This presentation titled "Benefits of fabricated farm equipment. Greater production of orange-fleshed sweet potatoes in Akatsi" was delivered by Sena Ahiabor on October 27, 2010, as part of the project "Increasing nutrients in traditional diets with orange-fleshed sweet potatoes" in Ghana. The principal investigator on this project is Eunice Bonsi, Tuskegee University.
The presentation includes the current status of potato farming in Akatsi district, Ghana, the environmental constraints, and the role of improved, mechanized farming. The Akatsi district, in the Volta Region of Ghana, was chosen for the project because of the widespread potato cultivation and potential to replace wheat flour with orange-fleshed sweet potato flour in baking. The objective of the project was to increase orange-fleshed sweet potato output and quality at reduced production cost, using improved mechanized portable agriculture equipment to meet the bread industry demands.
The presentation includes an overview of current potato cultivation and harvesting techniques (i.e. traditional manual hoeing). It then presents an example from a mechanized, smallholder farm in Berne, Switzerland that uses a tractor to harvest Irish potatoes. The presentation also includes diagrams to compare the hoe mound to the mechanical ridges.

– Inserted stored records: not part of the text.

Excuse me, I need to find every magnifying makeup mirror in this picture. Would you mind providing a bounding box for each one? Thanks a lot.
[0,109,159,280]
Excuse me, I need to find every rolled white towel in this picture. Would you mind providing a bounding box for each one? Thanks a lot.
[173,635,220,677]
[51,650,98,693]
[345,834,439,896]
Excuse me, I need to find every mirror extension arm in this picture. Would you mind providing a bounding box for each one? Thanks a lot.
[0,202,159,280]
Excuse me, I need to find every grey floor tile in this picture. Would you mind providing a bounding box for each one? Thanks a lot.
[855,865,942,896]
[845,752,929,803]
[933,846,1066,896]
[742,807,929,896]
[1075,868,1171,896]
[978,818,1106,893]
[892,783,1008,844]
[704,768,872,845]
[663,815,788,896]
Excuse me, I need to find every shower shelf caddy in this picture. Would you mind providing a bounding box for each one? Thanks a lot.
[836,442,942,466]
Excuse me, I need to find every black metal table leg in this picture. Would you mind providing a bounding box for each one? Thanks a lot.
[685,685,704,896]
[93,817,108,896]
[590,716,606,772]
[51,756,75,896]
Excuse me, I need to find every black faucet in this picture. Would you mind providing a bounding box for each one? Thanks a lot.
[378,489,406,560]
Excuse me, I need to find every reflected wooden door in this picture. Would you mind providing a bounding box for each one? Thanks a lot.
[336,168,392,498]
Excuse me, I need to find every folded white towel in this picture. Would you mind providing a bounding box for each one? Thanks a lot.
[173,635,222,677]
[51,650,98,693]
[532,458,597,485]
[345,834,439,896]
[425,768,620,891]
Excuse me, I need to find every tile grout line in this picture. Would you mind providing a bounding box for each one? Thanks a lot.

The presentation explains the potential for mechanized weeding using a mower, and highlights other potential equipment that can be used for bed preparation, weeding, ridging and harvesting (e.g. long handled hoes, gas fire nozzle weeders, crates for improved postharvest storage and transportation, power tillers, and walk along tractors).

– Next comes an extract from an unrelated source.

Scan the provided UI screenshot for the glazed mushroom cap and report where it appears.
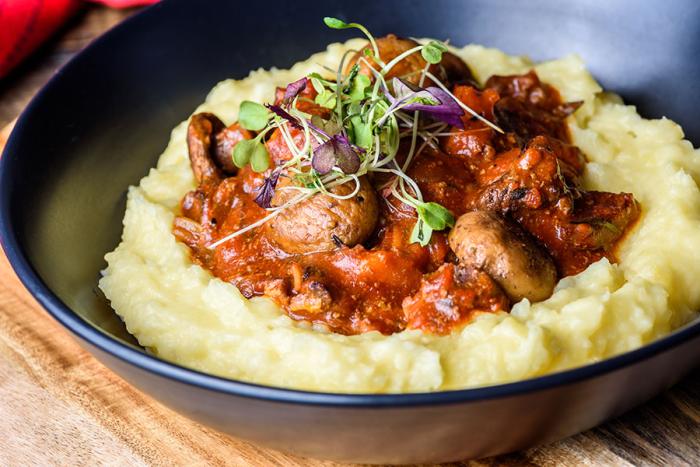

Abstract: Sweet potato in southern Ghana is planted mainly on manually constructed mounds. A land preparation study was initiated on 16 farmer’s fields in 2001, and advanced to a total of 19 demonstration plots in 2002 and 2003. The objectives were to compare the agronomic feasibility and farmers’ perception of manual and mechanized construction of, and management of sweet potato on ridges with farmers’ practices. Planting on ridges resulted in a significant (P=0.05) increase (38%) in sweet potato tuber yield over farmers’ practice of planting on mounds under favorable rainfall, as a result of increased number of tubers and crop growth per unit area. Planting on flat land resulted in drastic yield reductions of 28% and 59% from ridges in the major and minor seasons respectively. Farmers’ perception of overall ease of manual management was similar for ridges and mounds. However, differences were reported in various aspects of management, with construction being easier on mounds (score=2.6) than on ridges (score=3.3), weeding easier on ridges (score=2.0) than on mounds (score=2.6), and harvesting easier on mounds (score=1.3) than on ridges (score=1.7).
Conclusion: Mechanized ridging, using tractor mounted ridgers was demonstrated on farmers’ fields in 2003, and was shown to be much easier and in some areas less expensive to construct than mounding and manual ridging. Ridging has the potential to increase national sweet potato production through increased yield per unit area, removal of drudgery associated with land preparation, and increase in the acreage under sweet potato production in Ghana.